[英]replace strings in every column with numbers
This question is an extension of this question .这个问题是这个问题的延伸。 Consider the pandas DataFrame visualized in the table below.考虑下表中可视化的 pandas DataFrame。
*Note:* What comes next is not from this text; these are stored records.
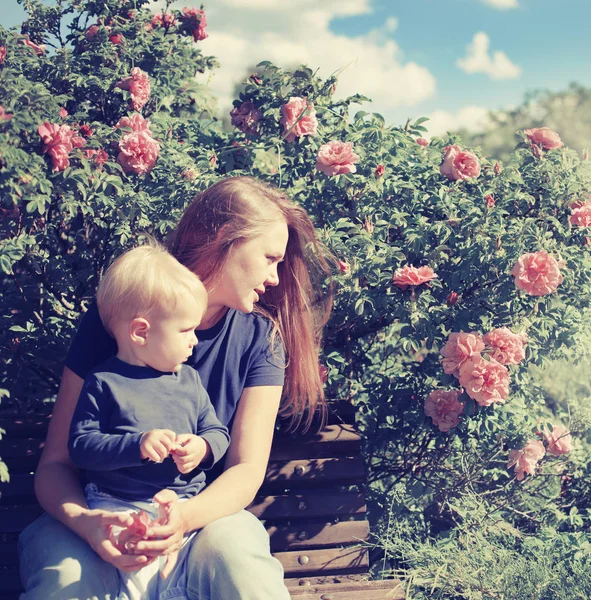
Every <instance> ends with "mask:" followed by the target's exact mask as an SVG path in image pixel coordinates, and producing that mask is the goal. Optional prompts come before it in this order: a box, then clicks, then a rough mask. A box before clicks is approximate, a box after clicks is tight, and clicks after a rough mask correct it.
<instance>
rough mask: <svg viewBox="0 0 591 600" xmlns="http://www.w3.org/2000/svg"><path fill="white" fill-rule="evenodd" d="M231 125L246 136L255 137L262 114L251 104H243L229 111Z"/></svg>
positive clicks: (255, 106)
mask: <svg viewBox="0 0 591 600" xmlns="http://www.w3.org/2000/svg"><path fill="white" fill-rule="evenodd" d="M230 117H231V118H232V125H234V127H236V128H237V129H240V131H242V133H246V134H247V135H257V134H258V132H259V121H260V120H261V119H262V118H263V113H262V112H261V111H260V110H259V109H258V108H257V107H256V106H255V105H254V104H253V103H252V102H243V103H242V104H241V105H240V106H235V107H234V108H233V109H232V110H231V111H230Z"/></svg>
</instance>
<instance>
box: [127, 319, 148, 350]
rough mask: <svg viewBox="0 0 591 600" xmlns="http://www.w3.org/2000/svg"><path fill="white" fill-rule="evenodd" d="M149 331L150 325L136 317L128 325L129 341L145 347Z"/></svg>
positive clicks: (146, 342) (144, 321)
mask: <svg viewBox="0 0 591 600" xmlns="http://www.w3.org/2000/svg"><path fill="white" fill-rule="evenodd" d="M149 331H150V323H149V322H148V321H147V320H146V319H144V318H143V317H136V318H135V319H132V321H131V323H130V324H129V339H130V340H131V341H132V342H133V343H134V344H137V345H138V346H145V345H146V343H147V341H148V332H149Z"/></svg>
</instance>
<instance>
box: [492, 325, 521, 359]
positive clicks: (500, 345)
mask: <svg viewBox="0 0 591 600" xmlns="http://www.w3.org/2000/svg"><path fill="white" fill-rule="evenodd" d="M482 341H483V342H484V343H485V344H486V345H487V346H489V347H490V348H492V353H491V356H492V357H493V358H494V359H495V360H496V361H497V362H500V363H501V364H502V365H517V364H519V363H520V362H521V361H522V360H523V359H524V358H525V348H524V344H525V343H527V338H526V337H525V336H524V335H520V334H519V333H513V332H512V331H511V330H510V329H508V328H507V327H500V328H499V329H493V330H492V331H489V332H488V333H487V334H486V335H485V336H484V337H483V338H482Z"/></svg>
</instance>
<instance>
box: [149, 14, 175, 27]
mask: <svg viewBox="0 0 591 600" xmlns="http://www.w3.org/2000/svg"><path fill="white" fill-rule="evenodd" d="M175 23H176V18H175V16H174V15H173V14H172V13H166V12H165V13H157V14H155V15H154V16H153V17H152V27H165V28H166V29H168V28H169V27H172V26H173V25H174V24H175Z"/></svg>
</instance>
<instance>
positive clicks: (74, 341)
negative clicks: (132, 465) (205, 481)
mask: <svg viewBox="0 0 591 600" xmlns="http://www.w3.org/2000/svg"><path fill="white" fill-rule="evenodd" d="M271 329H272V323H270V322H269V321H268V320H267V319H265V318H264V317H263V316H261V315H258V314H256V313H248V314H245V313H242V312H240V311H237V310H233V309H229V310H228V312H227V313H226V314H225V315H224V316H223V317H222V318H221V319H220V320H219V321H218V322H217V323H216V324H215V325H214V326H213V327H211V328H210V329H200V330H198V331H197V332H196V333H197V339H198V340H199V343H198V344H197V345H196V346H195V347H194V348H193V354H192V355H191V357H190V358H189V360H188V361H187V362H186V364H188V365H190V366H191V367H193V368H195V369H197V372H198V373H199V376H200V377H201V382H202V383H203V386H204V387H205V389H206V390H207V393H208V394H209V398H210V400H211V403H212V404H213V407H214V409H215V412H216V414H217V416H218V419H219V420H220V421H221V422H222V424H223V425H225V426H226V427H228V429H230V430H231V426H232V418H233V416H234V412H235V411H236V406H237V404H238V401H239V400H240V396H241V395H242V392H243V390H244V388H248V387H258V386H267V385H278V386H282V385H283V382H284V375H285V358H284V352H283V348H282V346H281V345H280V344H279V343H277V344H275V347H274V348H272V347H271V342H270V333H271ZM116 353H117V344H116V342H115V340H114V339H113V338H112V337H111V336H109V334H108V333H107V332H106V331H105V328H104V327H103V324H102V322H101V320H100V317H99V313H98V309H97V307H96V304H92V305H91V306H90V308H89V309H88V311H87V312H86V314H85V315H84V317H83V319H82V321H81V323H80V327H79V328H78V332H77V333H76V336H75V337H74V340H73V341H72V345H71V346H70V350H69V352H68V356H67V357H66V366H67V367H68V368H69V369H70V370H72V371H73V372H74V373H76V375H78V376H79V377H82V378H83V379H86V377H87V376H88V374H89V373H90V372H91V371H92V370H93V369H94V368H95V367H97V366H98V365H99V364H100V363H102V362H104V361H105V360H106V359H107V358H109V357H110V356H114V355H115V354H116ZM218 464H220V463H218ZM215 471H216V472H217V470H215ZM208 475H209V474H208Z"/></svg>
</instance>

respondent受访者 | brand牌 | engine引擎 | country国家 | aware知道的 | aware_2意识到_2 | aware_3意识到_3 | age年龄 | tesst测试 | set放 | |
---|---|---|---|---|---|---|---|---|---|---|
0 0 | a一个 | volvo沃尔沃 | p p | swe瑞典 | 1 1 | 0 0 | 1 1 | 23 23 | set放 | set放 |
1 1 | b b | volvo沃尔沃 | None没有任何 | swe瑞典 | 0 0 | 0 0 | 1 1 | 45 45 | set放 | set放 |
2 2 | c c | bmw宝马 | p p | us我们 | 0 0 | 0 0 | 1 1 | 56 56 | test测试 | test测试 |
3 3 | d d | bmw宝马 | p p | us我们 | 0 0 | 1 1 | 1 1 | 43 43 | test测试 | test测试 |
4 4 | e e | bmw宝马 | d d | germany德国 | 1 1 | 0 0 | 1 1 | 34 34 | set放 | set放 |
5 5 | f F | audi奥迪 | d d | germany德国 | 1 1 | 0 0 | 1 1 | 59 59 | set放 | set放 |
6 6 | g G | volvo沃尔沃 | d d | swe瑞典 | 1 1 | 0 0 | 0 0 | 65 65 | test测试 | set放 |
7 7 | h H | audi奥迪 | d d | swe瑞典 | 1 1 | 0 0 | 0 0 | 78 78 | test测试 | set放 |
8 8 | i一世 | volvo沃尔沃 | d d | us我们 | 1 1 | 1 1 | 1 1 | 32 32 | set放 | set放 |
To convert a column with String entries, one should do a map and then pandas.replace()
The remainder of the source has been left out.